Wright State University: Gallery 263 at the Robert and Elaine Stein Galleries
Works of Fire: Photographs by Christopher Colville
Christopher Colville’s unique photographic prints both abstract and represent a discernible natural world. Through the ignition of gunpowder directly on the surface of gelatin silver paper, a combination of light, heat, energy, and force generate fixed depictions of chemical reactions. Colville also arranges found objects from the Sonoran Desert and places them in contact with the photographic paper and gunpowder. These objects, often artifacts once used for target practice, become stencils—pieces of scrap metal, paper targets, and miscellaneous personal items. Once ignited, they leave an outlined ghostly trace of their original form.

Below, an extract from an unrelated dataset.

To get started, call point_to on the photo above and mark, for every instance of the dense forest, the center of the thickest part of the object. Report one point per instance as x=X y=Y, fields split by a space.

The inherent qualities of Colville’s photographs imitate a microcosmic “Big Bang,” creating something unpredictable and celestial in nature. While often meditative and quiet, his work alludes to questions concerning our place in the midst of an infinite universe. The images also explore the fragile outcome of fleeting violence and destruction. Colville observes that his work embodies “fear and wonder through [the] transformative powers of photography.”
Colville’s handling of photographic materials and unconventional processes offers the viewer a distinct perspective on the photographic image. We are witness to alternative ways in which the photograph can be fabricated, and challenged by the indelible and evocative nature of the subject matter.